Obama Signs Bill to Gut Congressional Insider Trading Law

In his 2012 State of the Union Address, President Barack Obama urged members of Congress to pass the STOCK (Stop Trading On Congressional Knowledge) Act, a bill to ban insider trading for members of Congress and their staffs and to increase transparency by putting the financial disclosures of federal workers online.

But on Monday, President Barack Obama signed into law S. 716, a bill that bans financial disclosures of federal executive and legislative workers—which are already publicly available in document form—from being posted online.

Federal workers complained that giving citizens online access to already public information would be a “jackpot” for “enemies of the United States intent on finding security vulnerabilities they can exploit.” 

Government watchdog groups and others say such dire warnings are little more than hyperbolic scaremongering. The Sunlight Foundation called the bill an “epic failure.” The Center for Responsive Politics says S. 716 increases opacity in government in ways that are “unnecessary and uncalled for.”
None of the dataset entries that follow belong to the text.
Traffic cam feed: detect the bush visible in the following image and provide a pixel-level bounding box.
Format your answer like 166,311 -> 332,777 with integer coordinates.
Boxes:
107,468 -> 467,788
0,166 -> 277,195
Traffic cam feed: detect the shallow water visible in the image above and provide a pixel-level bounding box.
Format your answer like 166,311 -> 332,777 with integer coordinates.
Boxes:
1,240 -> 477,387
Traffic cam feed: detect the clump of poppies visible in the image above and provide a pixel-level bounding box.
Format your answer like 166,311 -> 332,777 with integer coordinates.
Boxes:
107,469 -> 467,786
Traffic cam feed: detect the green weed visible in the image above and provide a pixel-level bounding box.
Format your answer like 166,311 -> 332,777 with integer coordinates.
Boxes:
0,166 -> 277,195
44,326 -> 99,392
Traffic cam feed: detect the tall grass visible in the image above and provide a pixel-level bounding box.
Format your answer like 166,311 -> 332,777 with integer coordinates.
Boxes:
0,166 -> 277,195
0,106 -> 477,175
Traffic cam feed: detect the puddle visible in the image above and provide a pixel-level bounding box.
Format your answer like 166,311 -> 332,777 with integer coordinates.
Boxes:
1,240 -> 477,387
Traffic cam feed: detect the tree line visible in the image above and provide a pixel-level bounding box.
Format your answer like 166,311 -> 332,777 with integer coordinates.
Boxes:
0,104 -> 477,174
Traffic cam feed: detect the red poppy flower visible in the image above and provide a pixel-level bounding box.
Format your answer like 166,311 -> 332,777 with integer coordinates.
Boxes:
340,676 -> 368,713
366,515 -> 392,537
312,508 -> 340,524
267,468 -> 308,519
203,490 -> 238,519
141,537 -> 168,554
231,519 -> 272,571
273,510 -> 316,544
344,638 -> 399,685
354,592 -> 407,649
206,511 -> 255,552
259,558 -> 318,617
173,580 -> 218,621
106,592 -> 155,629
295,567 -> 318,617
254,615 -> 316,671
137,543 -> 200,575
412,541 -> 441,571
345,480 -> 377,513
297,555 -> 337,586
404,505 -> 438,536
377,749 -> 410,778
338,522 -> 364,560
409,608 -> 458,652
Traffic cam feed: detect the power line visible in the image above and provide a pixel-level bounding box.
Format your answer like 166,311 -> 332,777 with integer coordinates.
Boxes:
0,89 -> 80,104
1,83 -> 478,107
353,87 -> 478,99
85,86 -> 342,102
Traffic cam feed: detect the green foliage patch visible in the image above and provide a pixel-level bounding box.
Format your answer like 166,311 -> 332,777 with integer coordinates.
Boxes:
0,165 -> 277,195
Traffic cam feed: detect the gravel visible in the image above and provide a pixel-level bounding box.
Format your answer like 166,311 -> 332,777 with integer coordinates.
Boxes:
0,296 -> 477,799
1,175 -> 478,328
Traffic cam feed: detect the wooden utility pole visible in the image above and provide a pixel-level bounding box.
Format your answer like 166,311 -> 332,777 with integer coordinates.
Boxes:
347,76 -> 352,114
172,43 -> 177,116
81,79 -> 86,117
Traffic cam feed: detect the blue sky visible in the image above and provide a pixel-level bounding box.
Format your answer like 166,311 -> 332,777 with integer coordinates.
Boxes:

Indeed, Obama’s decision to sign the bill banning online access to financial disclosures stands in direct contrast to his stated position of increasing transparency in government. The White House website touts the president’s commitment to using technology to give citizens more information and access to their government:

Government is more accountable when it is transparent. That’s why President Obama signed the Memorandum on Transparency and Open Government on his first full day in office, ushering in a new era of open and accountable government to bridge the gap between the American people and their government. The Administration has taken unprecedented steps to make government more efficient and effective.

Still, members of Congress passed and Obama signed S. 716.

“Are we going to return to the days when public can use the internet to research everything except what their government is doing?” asked Lisa Rosenberg of the Sunlight Foundation. “Will Congress, in its twisted wisdom, decide that information is public if journalists, academics, advocates and citizens are forced to dig through file cabinets in basements in Washington to find it?”

Still, Obama claims his is "the most transparent Administration in history."